When determining if a pipe will float in seawater, can you simply compare the weight of the pipe with the weight of the displaced water (Archimededs Principle)? I am convinced that 4" sch.80 (.337" wall) will not float but some formulas for buoyancy that I have found do not agree with the simple weight comparison. (Ex: D^2 * .35 - pipe weight)

While doing this exercise, I also noticed that if you calculate steel density from the pipe weight and volume (calculated) listed in a standard pipe data table, the densities vary from 464 lbs/ft to 416 lbs/ft for 4" sch 40-160. I would think that the density would remain constant. Anybody know a reason for this?

 

[Ussuri]

Yes, the Archimedes Principle is applicable. The submerged weight of the pipe is equal to the weight of the pipe in air minus the weight of water displaced by the pipe.

Can you tell me where you found these other equations, I would be interested at looking at them.

I also had a check on your calculated density problem (using SI units, just coz I can) and for a 4" SCH 40 got a density of 7886kg/m3, for a 4" SCH 80 got a density of 7808kg/m3 and for a 4" SCH 160 got a density of 7836kg/m3. That is a variance of less than 1% which I would say is probably due to rounding. So all in all they tie in reasonably closely.

 

[StephenA]

Two things to remember.

Does the pipe have a coating? This affects the weight and the buoyancy. A lining only affects the weight of course.

Also the density of seawater varies with salinity and temperature.

The weight/ metre (ft) published may vary due to the tolerance on wall thickness.
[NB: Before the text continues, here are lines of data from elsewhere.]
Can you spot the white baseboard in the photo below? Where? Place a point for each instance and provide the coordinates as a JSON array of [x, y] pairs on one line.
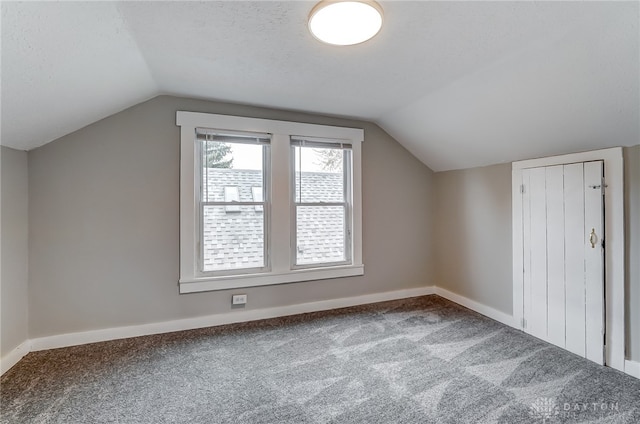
[[14, 356], [632, 368], [74, 339], [476, 306]]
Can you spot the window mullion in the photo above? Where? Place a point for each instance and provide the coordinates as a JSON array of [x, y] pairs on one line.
[[281, 214]]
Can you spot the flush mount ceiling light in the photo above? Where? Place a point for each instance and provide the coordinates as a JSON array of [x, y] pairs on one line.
[[344, 23]]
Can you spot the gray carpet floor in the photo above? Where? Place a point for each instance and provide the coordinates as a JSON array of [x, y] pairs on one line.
[[420, 360]]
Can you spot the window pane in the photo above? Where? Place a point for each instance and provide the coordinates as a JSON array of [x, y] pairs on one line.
[[320, 234], [231, 167], [319, 174], [232, 240]]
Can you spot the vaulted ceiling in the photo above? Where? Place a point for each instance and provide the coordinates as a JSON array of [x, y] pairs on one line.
[[459, 84]]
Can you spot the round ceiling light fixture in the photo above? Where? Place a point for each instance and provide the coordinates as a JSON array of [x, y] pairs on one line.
[[345, 23]]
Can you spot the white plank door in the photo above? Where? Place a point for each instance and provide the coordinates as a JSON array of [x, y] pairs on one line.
[[563, 256]]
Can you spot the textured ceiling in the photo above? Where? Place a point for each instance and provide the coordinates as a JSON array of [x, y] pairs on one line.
[[459, 84]]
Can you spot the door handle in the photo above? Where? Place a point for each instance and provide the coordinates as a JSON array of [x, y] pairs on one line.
[[593, 238]]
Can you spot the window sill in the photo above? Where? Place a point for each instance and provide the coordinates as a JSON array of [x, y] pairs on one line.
[[267, 279]]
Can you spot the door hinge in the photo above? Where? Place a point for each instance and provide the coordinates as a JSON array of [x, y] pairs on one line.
[[600, 186]]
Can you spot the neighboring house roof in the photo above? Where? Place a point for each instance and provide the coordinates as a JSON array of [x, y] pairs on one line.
[[233, 236]]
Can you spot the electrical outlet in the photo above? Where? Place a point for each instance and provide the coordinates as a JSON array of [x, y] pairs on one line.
[[239, 299]]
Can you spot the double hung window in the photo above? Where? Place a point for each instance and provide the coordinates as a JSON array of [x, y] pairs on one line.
[[261, 205]]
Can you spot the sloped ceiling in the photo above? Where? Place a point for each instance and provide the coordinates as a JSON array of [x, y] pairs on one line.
[[459, 84]]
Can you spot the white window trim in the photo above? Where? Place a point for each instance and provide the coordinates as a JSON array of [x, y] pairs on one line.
[[614, 243], [281, 176]]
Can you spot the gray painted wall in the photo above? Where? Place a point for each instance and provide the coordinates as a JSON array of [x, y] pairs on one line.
[[104, 223], [14, 259], [632, 222], [474, 238], [473, 234]]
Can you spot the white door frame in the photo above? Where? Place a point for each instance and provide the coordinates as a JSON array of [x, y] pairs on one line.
[[614, 243]]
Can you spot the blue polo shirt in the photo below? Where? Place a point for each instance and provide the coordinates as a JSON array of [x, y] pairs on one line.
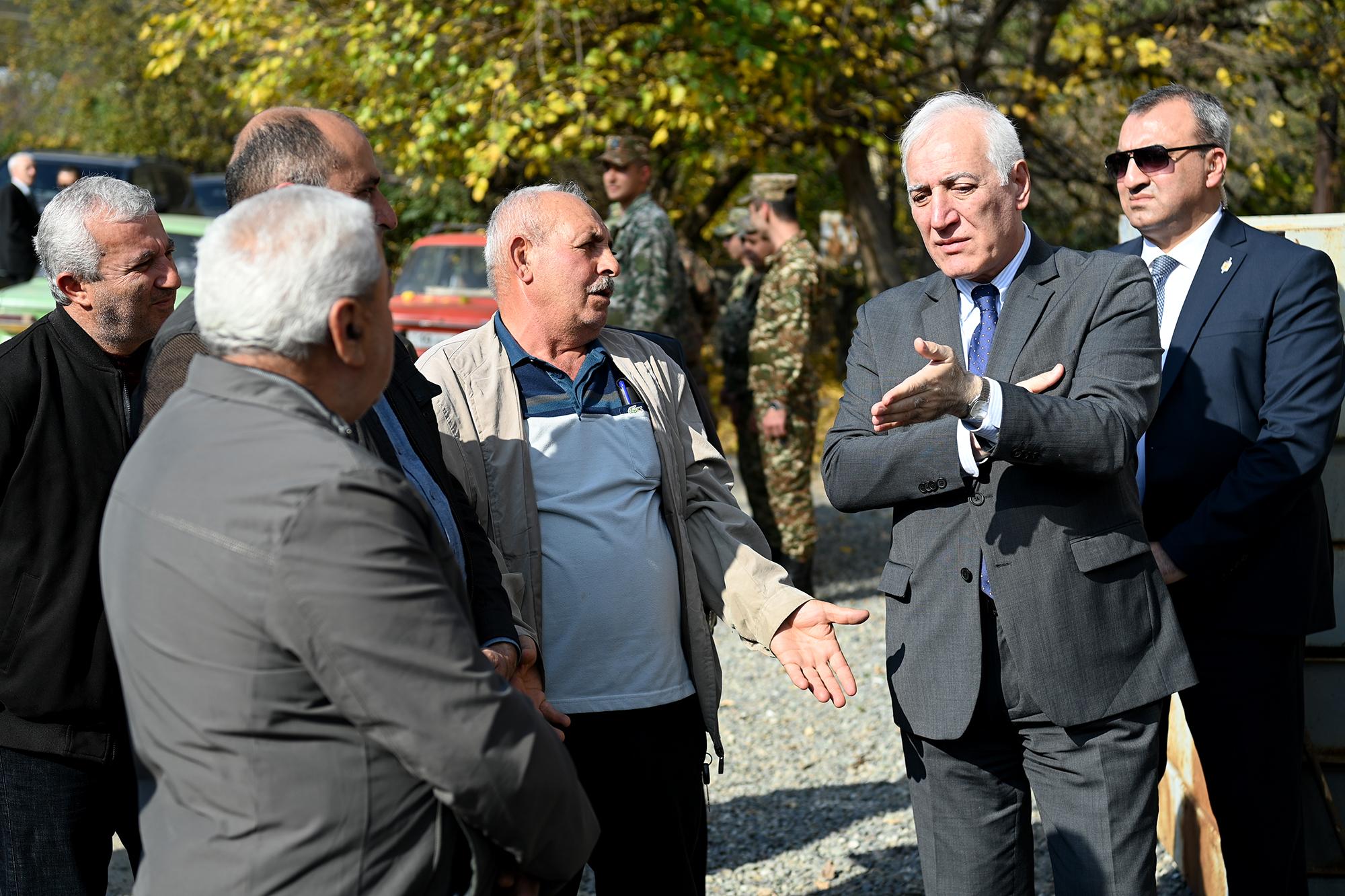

Some companies may use maximum wall thickness and others the mean wall thickness.

If it is critical (for surface towed pipelines for example), we usually weigh a percentage of pipes and measure their girths and then compare with the mill certificates.

 

[Gene1964]

Ussuri: I got the equations from "Pipeline Rules of Thumb" 5th Edition by E.W. McAllister, p. 104.

 

[Ussuri]

Gene1964

I had a look at the equations you mentioned and they look correct to me. Just a different way round.

I look at like this:

Pipe weight (in lb/ft) is your weight in air - [1];

The force due to submersion is ((pi * OD^2)/4) * water density (62.4lb/ft^3) -[2];

The submerged weight is then [1] - [2]. If this is greater than 0 the pipe will not float.

McAllister looks at it the other way round. He does [2] - [1], so if this is less than 0 there is no buoyant force.

The equation 0.341D^2 is just a simplification of constants, including water density, and altering the units of D to inches.

e.g.

(pi/4)*62.4*(1/(12^2))=0.34